The Tax Cuts and Jobs Act of 2017 (TCJA)
The “Tax Cuts and Jobs Act of 2017” (TCJA) eliminated the itemized tax deduction for “home equity indebtedness” starting in 2018 . Does that mean that anyone with a “home equity loan” can no longer deduct the interest? No, it does not. It depends on what you used the home equity loan for. Homeowners can still deduct the interest on up to $750,000 or $1,000,000 of “acquisition indebtedness” (depending on when they obtained the debt) as an itemized deduction.
Note: The lower limitation of $750,000 applies to new mortgages taken out after December 15th, 2017. Existing mortgages retain their deductibility of interest up to $1,000,000 of indebtedness.
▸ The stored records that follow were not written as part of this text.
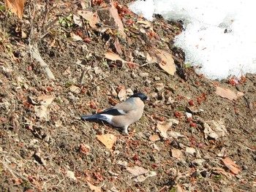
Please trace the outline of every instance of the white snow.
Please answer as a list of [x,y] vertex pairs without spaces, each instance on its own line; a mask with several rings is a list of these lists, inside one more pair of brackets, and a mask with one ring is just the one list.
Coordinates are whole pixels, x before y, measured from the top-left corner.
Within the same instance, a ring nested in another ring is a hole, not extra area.
[[154,14],[181,20],[185,30],[175,46],[186,54],[185,63],[210,79],[240,77],[256,73],[256,11],[254,1],[146,0],[129,9],[149,20]]

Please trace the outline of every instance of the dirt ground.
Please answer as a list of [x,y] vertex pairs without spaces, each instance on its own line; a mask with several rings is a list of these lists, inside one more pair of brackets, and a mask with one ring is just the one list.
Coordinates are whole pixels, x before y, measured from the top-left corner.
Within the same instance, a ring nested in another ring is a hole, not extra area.
[[[181,24],[147,22],[132,1],[115,4],[125,35],[108,15],[75,23],[79,11],[109,5],[90,1],[27,1],[20,20],[0,1],[0,191],[256,191],[256,75],[197,74],[173,47]],[[147,61],[156,48],[173,55],[174,75]],[[244,96],[221,97],[218,86]],[[150,101],[129,136],[80,119],[132,92]],[[110,149],[98,137],[108,134]]]

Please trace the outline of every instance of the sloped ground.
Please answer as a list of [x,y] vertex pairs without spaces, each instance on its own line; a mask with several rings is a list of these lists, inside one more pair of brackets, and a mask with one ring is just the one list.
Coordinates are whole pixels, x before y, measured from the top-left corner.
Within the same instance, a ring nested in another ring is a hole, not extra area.
[[[104,1],[97,1],[94,10]],[[27,2],[18,23],[12,14],[0,12],[1,191],[255,191],[256,76],[246,74],[233,85],[195,74],[173,47],[178,23],[157,15],[146,27],[125,9],[129,1],[118,2],[125,37],[102,20],[94,29],[85,20],[75,25],[68,16],[83,9],[76,1]],[[55,80],[32,56],[36,44]],[[157,47],[173,55],[174,76],[157,64],[143,65]],[[105,59],[108,50],[132,64]],[[217,85],[244,96],[222,98]],[[120,102],[124,89],[150,98],[129,137],[80,120]],[[42,99],[47,107],[40,105],[42,96],[48,96]],[[211,120],[220,123],[219,132]],[[110,150],[97,137],[105,134],[117,137]]]

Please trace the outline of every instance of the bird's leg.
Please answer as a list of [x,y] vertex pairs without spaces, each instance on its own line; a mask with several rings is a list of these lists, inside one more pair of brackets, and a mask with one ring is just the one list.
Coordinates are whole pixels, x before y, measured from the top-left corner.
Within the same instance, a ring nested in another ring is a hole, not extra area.
[[129,134],[128,134],[128,126],[124,127],[124,131],[125,134],[129,135]]

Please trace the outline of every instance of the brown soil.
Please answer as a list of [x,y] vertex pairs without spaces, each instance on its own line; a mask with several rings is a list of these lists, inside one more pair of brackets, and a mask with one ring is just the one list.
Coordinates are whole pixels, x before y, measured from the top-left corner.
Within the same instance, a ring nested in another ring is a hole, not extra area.
[[[255,74],[246,74],[236,85],[197,74],[173,47],[181,26],[156,15],[152,29],[145,28],[136,23],[138,16],[125,12],[131,1],[117,1],[126,37],[105,23],[107,31],[93,29],[86,20],[82,26],[69,22],[68,15],[78,15],[82,9],[78,1],[48,6],[34,1],[26,3],[21,20],[0,12],[1,191],[91,191],[93,186],[98,187],[95,191],[256,191]],[[107,1],[97,1],[94,10]],[[3,1],[0,7],[4,7]],[[61,20],[66,24],[61,26]],[[74,41],[72,34],[82,40]],[[116,52],[116,39],[122,53]],[[32,57],[31,45],[37,45],[55,80]],[[157,64],[143,66],[147,62],[143,54],[154,55],[155,47],[173,55],[174,76]],[[106,60],[108,50],[138,65]],[[244,96],[222,98],[215,93],[217,85]],[[124,88],[150,99],[143,118],[129,126],[129,137],[111,126],[80,119],[113,106],[112,99],[120,102],[117,93]],[[36,115],[41,96],[54,96],[47,108],[49,119]],[[173,119],[178,124],[165,138],[157,125]],[[207,137],[208,120],[222,120],[227,132]],[[171,137],[174,131],[183,136]],[[117,137],[111,150],[97,137],[105,134]],[[152,141],[152,135],[159,139]],[[225,165],[225,157],[238,167]],[[133,167],[152,175],[139,182],[128,172]]]

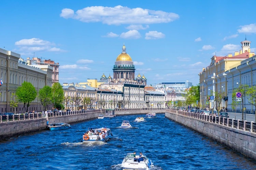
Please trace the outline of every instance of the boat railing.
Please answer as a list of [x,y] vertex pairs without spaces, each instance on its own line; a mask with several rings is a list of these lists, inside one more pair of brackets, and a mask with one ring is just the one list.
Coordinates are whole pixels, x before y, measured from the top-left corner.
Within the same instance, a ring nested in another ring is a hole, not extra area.
[[211,122],[222,126],[228,126],[243,131],[256,133],[256,123],[254,122],[253,121],[251,122],[247,122],[246,120],[242,121],[240,120],[236,120],[234,119],[231,119],[228,118],[222,118],[214,116],[208,116],[199,113],[188,112],[173,109],[167,109],[166,112],[177,114],[183,116],[200,119],[203,121]]

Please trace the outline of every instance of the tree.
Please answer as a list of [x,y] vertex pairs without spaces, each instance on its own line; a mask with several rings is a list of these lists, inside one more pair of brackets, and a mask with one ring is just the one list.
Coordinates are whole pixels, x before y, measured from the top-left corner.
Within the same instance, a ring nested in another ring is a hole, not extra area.
[[81,102],[82,101],[82,99],[81,98],[80,96],[78,96],[78,95],[76,95],[74,98],[74,100],[75,103],[75,110],[76,110],[76,106],[78,106],[79,107],[79,105],[81,104]]
[[233,91],[232,93],[232,102],[231,103],[231,108],[232,108],[232,109],[234,110],[235,112],[235,119],[236,119],[236,109],[237,107],[237,106],[239,104],[239,102],[238,102],[236,101],[237,97],[236,96],[236,94],[237,92]]
[[45,111],[52,104],[52,88],[49,86],[45,86],[39,90],[38,97]]
[[53,108],[56,105],[60,105],[63,103],[64,99],[64,91],[59,83],[54,83],[52,87],[52,103]]
[[[256,86],[252,86],[249,88],[246,94],[249,98],[248,102],[253,105],[256,108]],[[256,122],[256,117],[255,118],[255,122]]]
[[31,83],[24,82],[22,86],[19,87],[16,90],[16,95],[19,101],[24,103],[23,110],[27,104],[27,112],[30,102],[35,100],[37,97],[37,91]]
[[15,93],[12,93],[11,98],[12,98],[13,100],[10,101],[10,106],[14,108],[14,113],[16,114],[16,107],[18,107],[18,97]]
[[64,99],[64,105],[66,106],[66,109],[67,109],[67,108],[68,106],[69,105],[69,102],[70,101],[70,96],[65,96]]

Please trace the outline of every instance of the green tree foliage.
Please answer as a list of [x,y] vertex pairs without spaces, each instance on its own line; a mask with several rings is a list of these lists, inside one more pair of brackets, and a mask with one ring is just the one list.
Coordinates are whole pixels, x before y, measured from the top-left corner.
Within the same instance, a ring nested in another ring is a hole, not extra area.
[[52,88],[49,86],[45,86],[39,90],[38,97],[44,110],[47,110],[48,106],[52,104]]
[[14,108],[14,113],[16,114],[16,107],[18,107],[18,97],[15,93],[12,94],[12,96],[11,97],[13,100],[10,101],[10,106],[11,107],[13,107]]
[[186,103],[188,105],[195,105],[197,101],[200,99],[200,87],[199,85],[192,86],[187,90]]
[[16,90],[16,95],[19,101],[24,103],[23,110],[27,104],[27,112],[30,103],[37,97],[37,91],[31,83],[24,82],[22,86],[19,87]]
[[56,105],[61,105],[64,99],[64,92],[62,86],[59,83],[55,83],[52,87],[52,103],[53,108]]

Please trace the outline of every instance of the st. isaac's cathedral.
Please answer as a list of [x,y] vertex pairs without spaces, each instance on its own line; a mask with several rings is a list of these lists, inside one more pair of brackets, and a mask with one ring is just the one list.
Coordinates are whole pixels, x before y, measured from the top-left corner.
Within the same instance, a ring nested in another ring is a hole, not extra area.
[[127,53],[124,44],[122,53],[115,62],[113,71],[113,78],[110,75],[107,78],[103,73],[99,82],[104,82],[100,85],[101,88],[123,92],[122,102],[125,105],[128,105],[131,108],[162,108],[164,94],[156,91],[144,91],[147,79],[144,74],[142,76],[139,73],[135,77],[133,62]]

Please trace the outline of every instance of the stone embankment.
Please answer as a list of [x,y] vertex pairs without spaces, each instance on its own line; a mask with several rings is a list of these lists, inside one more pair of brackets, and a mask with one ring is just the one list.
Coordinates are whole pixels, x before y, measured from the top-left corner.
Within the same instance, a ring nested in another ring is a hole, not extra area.
[[176,113],[167,110],[165,117],[256,159],[256,133]]

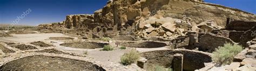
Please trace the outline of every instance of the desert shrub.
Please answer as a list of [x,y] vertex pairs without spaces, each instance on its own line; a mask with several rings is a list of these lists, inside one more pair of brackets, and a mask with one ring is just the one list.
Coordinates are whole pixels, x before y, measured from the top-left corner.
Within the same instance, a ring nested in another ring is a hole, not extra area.
[[110,38],[110,37],[103,37],[103,38],[100,38],[100,40],[103,41],[107,42],[107,41],[109,41],[111,40],[111,38]]
[[130,65],[136,62],[140,56],[135,49],[132,49],[129,52],[124,53],[121,57],[121,63],[124,65]]
[[113,46],[112,46],[110,45],[104,45],[104,47],[103,48],[103,49],[102,50],[103,51],[112,51],[114,50],[114,48]]
[[87,53],[88,53],[88,50],[86,50],[86,51],[84,52],[84,54],[87,55]]
[[122,50],[125,50],[125,49],[126,49],[126,47],[122,46],[121,48],[120,48],[120,49],[122,49]]
[[224,46],[220,46],[213,52],[212,60],[217,63],[217,66],[228,65],[233,62],[234,56],[242,51],[242,46],[237,44],[226,43]]
[[154,65],[147,69],[149,71],[172,71],[172,68],[166,68],[163,66]]

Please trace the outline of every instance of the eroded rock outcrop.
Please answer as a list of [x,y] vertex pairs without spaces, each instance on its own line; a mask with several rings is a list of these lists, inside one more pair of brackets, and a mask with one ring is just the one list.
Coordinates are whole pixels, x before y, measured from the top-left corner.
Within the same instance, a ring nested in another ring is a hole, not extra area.
[[253,14],[201,0],[113,0],[93,15],[67,15],[57,26],[78,33],[89,32],[85,34],[89,35],[104,36],[107,31],[112,31],[117,33],[112,33],[113,35],[135,34],[142,38],[160,36],[173,38],[185,35],[187,30],[207,29],[211,31],[223,28],[226,18],[256,21]]

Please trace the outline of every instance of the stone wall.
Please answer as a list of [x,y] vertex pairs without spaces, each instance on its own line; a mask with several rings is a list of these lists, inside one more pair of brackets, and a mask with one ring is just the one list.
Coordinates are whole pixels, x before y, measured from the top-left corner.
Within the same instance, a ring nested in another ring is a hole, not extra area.
[[256,22],[233,21],[227,23],[226,29],[229,30],[246,31],[256,26]]
[[241,36],[240,43],[243,47],[246,47],[246,43],[252,41],[255,37],[256,27],[253,27],[251,29],[246,31]]
[[90,14],[69,15],[64,21],[65,27],[67,28],[87,28],[93,23],[93,15]]
[[205,62],[212,62],[210,53],[189,50],[177,49],[173,50],[160,50],[142,53],[142,56],[147,59],[148,66],[151,64],[172,66],[173,55],[180,53],[184,55],[183,70],[194,70],[204,67]]
[[244,32],[245,31],[235,31],[221,29],[215,30],[212,31],[211,33],[217,36],[229,38],[236,43],[240,43],[241,41],[240,37]]
[[226,43],[237,44],[228,38],[216,36],[212,33],[207,33],[199,38],[199,50],[204,52],[212,52],[216,48],[224,45],[224,44]]

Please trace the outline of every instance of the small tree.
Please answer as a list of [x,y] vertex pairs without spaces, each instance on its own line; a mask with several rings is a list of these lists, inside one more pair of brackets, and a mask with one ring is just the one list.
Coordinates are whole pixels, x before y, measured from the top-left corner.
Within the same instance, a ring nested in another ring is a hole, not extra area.
[[132,49],[128,53],[124,53],[121,57],[121,63],[124,65],[130,65],[136,62],[140,56],[135,49]]
[[240,45],[226,43],[213,52],[212,60],[217,63],[217,66],[228,65],[233,62],[234,56],[242,51],[242,48]]

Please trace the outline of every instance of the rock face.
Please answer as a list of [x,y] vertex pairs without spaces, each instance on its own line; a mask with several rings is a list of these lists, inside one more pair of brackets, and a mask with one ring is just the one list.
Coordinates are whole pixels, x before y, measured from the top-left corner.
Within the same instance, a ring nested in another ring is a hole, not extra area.
[[64,21],[66,28],[86,28],[93,23],[93,15],[87,14],[69,15],[66,17]]
[[[103,34],[108,30],[117,33],[111,33],[113,35],[138,34],[139,37],[160,36],[171,38],[170,36],[185,35],[187,30],[206,29],[211,31],[224,28],[226,18],[256,21],[253,14],[203,2],[113,0],[107,2],[106,6],[96,11],[93,15],[69,15],[63,22],[39,26],[65,27],[75,30],[68,32],[86,32],[84,35],[90,36],[93,34],[102,35],[100,36],[108,35]],[[172,34],[166,33],[167,31]]]

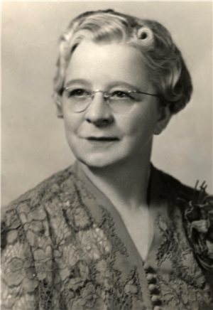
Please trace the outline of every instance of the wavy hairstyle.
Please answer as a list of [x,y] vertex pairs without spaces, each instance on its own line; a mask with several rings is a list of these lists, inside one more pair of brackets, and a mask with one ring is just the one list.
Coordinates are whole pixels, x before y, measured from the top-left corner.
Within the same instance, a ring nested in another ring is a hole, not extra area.
[[80,15],[61,36],[54,79],[55,93],[62,95],[72,53],[85,39],[97,44],[118,43],[138,48],[162,105],[169,105],[171,113],[178,112],[190,101],[192,92],[191,77],[168,31],[155,21],[138,18],[111,9]]

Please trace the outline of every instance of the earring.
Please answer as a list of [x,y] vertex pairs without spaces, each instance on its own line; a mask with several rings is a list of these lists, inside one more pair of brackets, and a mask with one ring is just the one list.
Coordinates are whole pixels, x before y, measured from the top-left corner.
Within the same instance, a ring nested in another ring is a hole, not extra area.
[[57,117],[58,117],[58,118],[60,118],[60,119],[62,119],[63,118],[63,114],[62,114],[62,112],[58,112],[57,113]]

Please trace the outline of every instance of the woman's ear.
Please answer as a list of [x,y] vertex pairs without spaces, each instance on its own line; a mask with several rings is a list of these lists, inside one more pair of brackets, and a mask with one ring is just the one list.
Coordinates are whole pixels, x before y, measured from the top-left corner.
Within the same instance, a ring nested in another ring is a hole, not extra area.
[[53,97],[56,105],[58,117],[63,118],[62,97],[57,92],[54,92],[54,94],[53,95]]
[[163,130],[165,129],[171,118],[171,116],[172,113],[168,106],[160,107],[159,108],[158,121],[156,124],[154,134],[160,134]]

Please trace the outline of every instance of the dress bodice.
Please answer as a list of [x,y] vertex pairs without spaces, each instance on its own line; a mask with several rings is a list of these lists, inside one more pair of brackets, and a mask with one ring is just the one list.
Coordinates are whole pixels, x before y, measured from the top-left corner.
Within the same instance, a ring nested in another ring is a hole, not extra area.
[[211,198],[153,166],[148,192],[154,233],[145,262],[77,164],[11,203],[3,309],[212,309]]

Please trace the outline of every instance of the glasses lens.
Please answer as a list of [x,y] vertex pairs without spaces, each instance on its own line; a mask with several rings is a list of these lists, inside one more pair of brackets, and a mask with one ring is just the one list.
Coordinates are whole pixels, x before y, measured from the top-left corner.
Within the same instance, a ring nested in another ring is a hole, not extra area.
[[116,91],[109,95],[108,101],[113,111],[123,113],[129,111],[136,101],[139,101],[136,97],[135,94],[128,92]]
[[91,102],[91,92],[77,88],[66,90],[67,100],[72,111],[82,112],[87,108]]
Note: There is no grandfathering of the ability to deduct up to $100,000 in home equity debt not used for “acquisition indebtedness” (see below). In other words, if you used your home equity loan to pay off a car loan, credit cards, for a vacation or for ANY other reason besides “acquisition indebtedness” then it isn’t deductible in 2018 and beyond.
What is Acquisition Indebtedness?
The IRS defines “acquisition indebtedness” as “debt used to acquire, build, or substantially improve the primary residence.” The debt must also be secured by the residence (e.g. it can’t be on your credit card). So if you have both a traditional mortgage and a home-equity loan or line-of-credit that you used to acquire, build or substantially improve your primary residence, then you can deduct the interest on that debt up to the aforementioned limits.
How Much Interest Should I Deduct?
If you have a situation where you have both a mortgage and a home equity loan that exceeds the deductibility limits then you should work with your tax preparer to determine how to calculate the correct amount of interest to deduct.
An example would be if you had a $1.2 million traditional mortgage and a $150,000 home equity loan used to add an addition to your house. Your total acquisition indebtedness is $1.35 million. Unfortunately, the 1098 that you will get from the bank won’t tell you how much of the interest associated with the $1.35 million in loans is deductible.
What is the Standard Deduction?
Something else to keep in mind is that the standard deduction has been increased for 2018 to $12,000 for single taxpayers and $24,000 for married taxpayers. So, if your itemized deductions don’t exceed these thresholds, then it doesn’t really matter if you can or cannot deduct home equity loan interest.